Suas pernas se encaixaram ao lado das minhas, e ela tomou um pequeno gole da bebida. Ela devolveu o copo para a cômoda ao lado da cama, e voltou seu olhar para meu rosto, suspirando.

- Preciso mesmo te chamar de Senhor Jean? – ela questionou, intercalando beijos em meu pescoço. - Já estamos nisso há semanas, não podemos dar mais um passo?

- Não temos nenhum passo para dar – respondi um pouco rude. Segurei suas costas e colei seu corpo nu no meu, nos fazendo deitar na pequena cama.

(...)

Esther se levantou para ir ao banheiro, piscando com dificuldade por conta do ápice recém chegado, misturado com a bebida.

Mesmo depois do álcool, meu corpo respondia perfeitamente ao efeito do corpo da garota, diferente de meu coração, que parecia estar morto de vez.

Passei meu braço por cima de meus olhos, me escondendo do resquício de luz proveniente da pequena fresta da porta, e sequer percebi quando caí em um sono profundo.

---

Tentei respirar mas não consegui; o ar não chegava em meus pulmões. Abri os olhos e não vi nada além de uma imensa escuridão. Meus pés também não conseguiam se mover e eu sentia meu corpo se balançar, enquanto algumas vozes entravam em minha mente. Que porra é essa?

- Não dá, ele ainda não está em condições.

- Eu sei, Armin. Eu só queria que ele voltasse logo.

Era mais um de meus pesadelos, ótimo. Balancei os pés, tentando me mover o mínimo que fosse, mas não obtive sucesso.

- Ele acordou! – uma mulher falou em um tom baixo, me deixando ainda mais estressado. Como eu poderia acordar de um pesadelo, inferno?

- Me solta dessa porra! – gritei, tentando acordar o mais rápido possível. – Caralho, acorda Jean!

Um silêncio pairou ao meu redor. Não ouvi mais vozes, nem o trepidar do que poderia ser uma carroça puxada por cavalos. O silêncio se fez presente, junto da minha respiração ofegante, de tanto tentar me livrar das amarras.

- Pode tirar – um homem falou. A voz não me era estranha, bem pelo contrário, me trazia arrepios.

Pensei que poderia estar finalmente acordando do pesadelo, já que uma luz insuportável cegou-me repentinamente; mas nada disso. Tentando me acostumar com a luz, procurei me soltar mais uma vez, mas novamente não consegui. Comecei a entender que de pesadelo, não tinha nada; pelo menos não em sono.

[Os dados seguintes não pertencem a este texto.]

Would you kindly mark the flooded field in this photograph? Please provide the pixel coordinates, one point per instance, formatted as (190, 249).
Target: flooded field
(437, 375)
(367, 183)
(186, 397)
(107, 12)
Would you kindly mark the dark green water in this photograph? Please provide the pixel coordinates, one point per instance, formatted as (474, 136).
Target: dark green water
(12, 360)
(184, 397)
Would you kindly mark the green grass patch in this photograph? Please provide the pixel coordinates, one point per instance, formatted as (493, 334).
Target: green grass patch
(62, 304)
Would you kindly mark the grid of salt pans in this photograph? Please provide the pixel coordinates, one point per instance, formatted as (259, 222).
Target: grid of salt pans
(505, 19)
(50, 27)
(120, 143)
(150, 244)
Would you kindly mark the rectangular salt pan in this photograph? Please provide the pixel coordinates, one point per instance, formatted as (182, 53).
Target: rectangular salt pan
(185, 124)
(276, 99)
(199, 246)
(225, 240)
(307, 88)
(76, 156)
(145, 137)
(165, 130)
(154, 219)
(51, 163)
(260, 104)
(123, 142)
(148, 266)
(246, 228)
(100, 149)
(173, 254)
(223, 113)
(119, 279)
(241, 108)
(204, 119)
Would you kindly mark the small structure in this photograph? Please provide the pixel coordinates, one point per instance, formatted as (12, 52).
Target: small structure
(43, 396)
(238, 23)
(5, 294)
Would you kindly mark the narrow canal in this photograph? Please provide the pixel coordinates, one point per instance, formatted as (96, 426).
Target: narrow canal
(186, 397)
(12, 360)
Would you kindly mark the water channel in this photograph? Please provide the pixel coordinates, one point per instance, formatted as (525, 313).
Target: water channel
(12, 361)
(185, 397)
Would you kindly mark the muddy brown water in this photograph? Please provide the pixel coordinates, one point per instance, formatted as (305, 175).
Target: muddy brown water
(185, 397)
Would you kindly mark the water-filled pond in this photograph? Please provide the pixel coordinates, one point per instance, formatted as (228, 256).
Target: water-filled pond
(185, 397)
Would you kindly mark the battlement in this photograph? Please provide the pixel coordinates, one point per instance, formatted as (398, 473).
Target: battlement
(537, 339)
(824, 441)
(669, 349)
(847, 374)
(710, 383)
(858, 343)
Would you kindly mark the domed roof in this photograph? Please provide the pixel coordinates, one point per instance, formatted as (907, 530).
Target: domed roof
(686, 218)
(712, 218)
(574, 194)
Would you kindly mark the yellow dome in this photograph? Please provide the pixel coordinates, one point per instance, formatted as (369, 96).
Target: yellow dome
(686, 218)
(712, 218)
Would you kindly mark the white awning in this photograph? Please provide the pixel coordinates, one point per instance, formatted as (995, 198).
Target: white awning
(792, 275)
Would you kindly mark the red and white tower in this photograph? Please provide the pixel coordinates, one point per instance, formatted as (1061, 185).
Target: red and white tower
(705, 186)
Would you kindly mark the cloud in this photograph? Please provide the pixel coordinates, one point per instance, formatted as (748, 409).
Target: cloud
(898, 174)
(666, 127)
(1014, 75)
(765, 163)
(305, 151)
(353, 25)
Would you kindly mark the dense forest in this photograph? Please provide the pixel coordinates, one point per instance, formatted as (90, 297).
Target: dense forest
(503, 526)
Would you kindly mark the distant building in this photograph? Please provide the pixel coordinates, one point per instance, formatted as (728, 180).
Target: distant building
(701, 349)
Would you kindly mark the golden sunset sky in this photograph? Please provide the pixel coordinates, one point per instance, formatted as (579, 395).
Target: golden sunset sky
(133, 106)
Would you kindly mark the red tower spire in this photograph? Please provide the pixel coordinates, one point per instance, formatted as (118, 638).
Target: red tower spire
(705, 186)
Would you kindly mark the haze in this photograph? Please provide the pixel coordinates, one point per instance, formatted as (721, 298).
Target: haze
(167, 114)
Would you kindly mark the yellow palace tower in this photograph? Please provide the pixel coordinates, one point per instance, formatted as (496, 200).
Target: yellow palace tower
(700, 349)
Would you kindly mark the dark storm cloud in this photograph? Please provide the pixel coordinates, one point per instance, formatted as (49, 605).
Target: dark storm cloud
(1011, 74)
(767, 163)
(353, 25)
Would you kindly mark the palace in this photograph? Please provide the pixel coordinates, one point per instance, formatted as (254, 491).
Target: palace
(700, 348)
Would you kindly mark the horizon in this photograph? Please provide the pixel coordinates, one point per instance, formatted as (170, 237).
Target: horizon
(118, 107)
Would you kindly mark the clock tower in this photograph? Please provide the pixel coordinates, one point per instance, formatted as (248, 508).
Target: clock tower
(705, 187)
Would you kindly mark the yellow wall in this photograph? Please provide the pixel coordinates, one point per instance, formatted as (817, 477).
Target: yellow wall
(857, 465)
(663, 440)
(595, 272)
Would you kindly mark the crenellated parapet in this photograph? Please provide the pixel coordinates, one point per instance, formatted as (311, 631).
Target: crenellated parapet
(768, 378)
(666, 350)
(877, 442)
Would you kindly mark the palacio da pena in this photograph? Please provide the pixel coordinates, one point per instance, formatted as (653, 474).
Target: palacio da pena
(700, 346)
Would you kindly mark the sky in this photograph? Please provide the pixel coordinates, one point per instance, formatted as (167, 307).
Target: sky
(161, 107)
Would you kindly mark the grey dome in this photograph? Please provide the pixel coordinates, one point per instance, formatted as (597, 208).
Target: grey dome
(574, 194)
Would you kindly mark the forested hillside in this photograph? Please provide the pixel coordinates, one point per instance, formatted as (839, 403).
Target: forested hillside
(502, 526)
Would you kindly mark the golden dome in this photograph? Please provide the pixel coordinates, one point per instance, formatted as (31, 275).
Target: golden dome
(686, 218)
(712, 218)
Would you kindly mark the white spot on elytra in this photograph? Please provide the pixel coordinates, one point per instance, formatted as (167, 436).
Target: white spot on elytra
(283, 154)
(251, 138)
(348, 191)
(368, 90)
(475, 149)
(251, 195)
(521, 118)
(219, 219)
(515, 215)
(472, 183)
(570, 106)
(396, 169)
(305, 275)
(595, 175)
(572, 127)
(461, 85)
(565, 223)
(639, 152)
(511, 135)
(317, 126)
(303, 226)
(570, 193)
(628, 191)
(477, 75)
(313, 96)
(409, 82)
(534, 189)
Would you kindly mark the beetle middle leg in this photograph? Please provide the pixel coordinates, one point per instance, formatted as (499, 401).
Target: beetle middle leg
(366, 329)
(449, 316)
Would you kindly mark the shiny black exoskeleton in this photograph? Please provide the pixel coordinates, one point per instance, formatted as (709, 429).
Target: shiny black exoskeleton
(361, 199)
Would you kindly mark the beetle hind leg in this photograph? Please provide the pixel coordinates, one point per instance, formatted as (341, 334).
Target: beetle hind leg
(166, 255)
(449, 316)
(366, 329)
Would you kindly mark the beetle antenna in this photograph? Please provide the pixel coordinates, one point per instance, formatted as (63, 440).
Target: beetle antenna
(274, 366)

Pisquei meus olhos tentando me acostumar com a luz intensa, e com as silhuetas que via em minha frente. Os cabelos e as cores dos olhos foram os detalhes que percebi de cara, logo depois os traços dos rostos, um por um.

Armin, Sasha, Connie e Levi. Os quatro diante de mim, os três primeiros com expressões curiosas e preocupadas, já o último, exatamente do mesmo jeito de sempre. Com uma carranca irrepreensível.

- Que porra é essa? – questionei incrédulo. Mil e uma coisas percorriam minha mente. Me torturariam? Me matariam? Eu seria preso?

- Posso? – Sasha perguntou, estendendo os braços em minha frente.

Levantei uma sobrancelha e balancei a cabeça, esclarecendo um "não". Ela recuou do abraço; a expressão não era de surpresa.

- Perguntei que porra é essa.

- Precisamos de você – Armin começou dizendo. Se levantou e se colocou ao meu lado, me olhando com uma expressão tão séria que me fazia duvidar da veracidade daquele momento. Seus olhos não mais brilhavam; seu semblante não era esperançoso.

- Se quer conversar comigo, me tire dessa merda – apontei o queixo para as amarras em meus pulsos e meus pés. Que palhaçada.

Sasha olhou para Levi, que balançou a cabeça positivamente, se levantando e vindo até minha direção. Eu cuspiria facilmente em sua cara, mas a situação para mim não era nada vantajosa, então desisti do afronte.

- Estarei do lado dessa carruagem. Comporte-se, infeliz – Levi cuspiu as palavras em meu rosto, descendo da cabine.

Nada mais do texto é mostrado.